Unable to kill Waiting Task; Resulted in stopping of all subsequent realtime tasks

I’m using Tranquility to stream events into Druid. It has an hourly granularity. All of a sudden, now I see a task in “Waiting Tasks - Tasks waiting on locks” section. It has been there for a few hours now and has blocked every hourly ingestion task since.

Running, http://localhost:8090/druid/indexer/v1/task/index_realtime_ds_2018-05-25T06:00:00.000Z_0_0/status

gives status as running and duration as -1.

Doing, curl -XPOST http://localhost:8090/druid/indexer/v1/task/index_realtime_ds_2018-05-25T06:00:00.000Z_0_0/shutdown

seems to take forever, and then returns back, {“task”: “index_realtime_ds_2018-05-25T06:00:00.000Z_0_0”}

Using the Overlord Console is to no avail since using the kill from there returns “Kill request failed with status: 0 please check overlord logs.”

I even tried shutting down the firehose by executing

curl -XPOST http://0.0.0.0:8100/druid/worker/v1/chat/firehose:druid:overlord:ds-006-0000-0000/shutdown

It returns, connection refused, meaning the firehose has already shut down.

There are no exceptions in the logs.

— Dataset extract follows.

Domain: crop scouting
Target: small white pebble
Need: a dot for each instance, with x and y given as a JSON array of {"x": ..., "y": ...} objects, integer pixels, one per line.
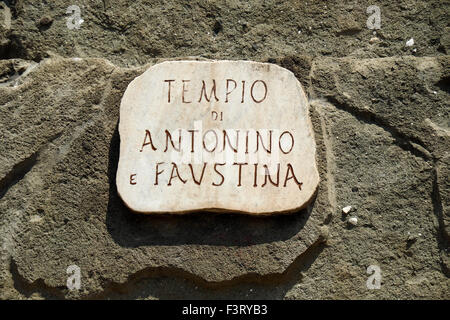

However, in the Tranquility log,

c.m.t.server.http.TranquilityServlet - Server error serving request to http://172.30.1.234:8200/v1/post/ds

java.lang.IllegalStateException: Failed to create merged beam: druid:overlord/ds

``

Caused by: com.twitter.finagle.GlobalRequestTimeoutException: exceeded 1.minutes+30.seconds to disco!druid:overlord while waiting for a response for the request, including retries (if applicable)

``

ERROR c.m.tranquility.beam.ClusteredBeam - Failed to update cluster state: druid:overlord/ds

com.twitter.finagle.GlobalRequestTimeoutException: exceeded 1.minutes+30.seconds to disco!druid:overlord while waiting for a response for the request, including retries (if applicable)

at com.twitter.finagle.NoStacktrace(Unknown Source) ~[na:na]

2018-05-25 11:34:33,654 [ClusteredBeam-ZkFuturePool-8176ebe2-2cea-4040-b050-efbb8da56ff0] WARN c.m.tranquility.beam.ClusteredBeam - Emitting alert: [anomaly] Failed to create merged beam: druid:overlord/ds

``

I believe I’m getting each of those errors when it fails to create a new task for realtime ingestion for every hour.

How should I free the task waiting on lock?

I finally solved this issue.
I had started Druid as a superuser. This made the lock file to be owned by the root.

After manually deleting the lock file, and starting Druid as a normal user, everything was fine.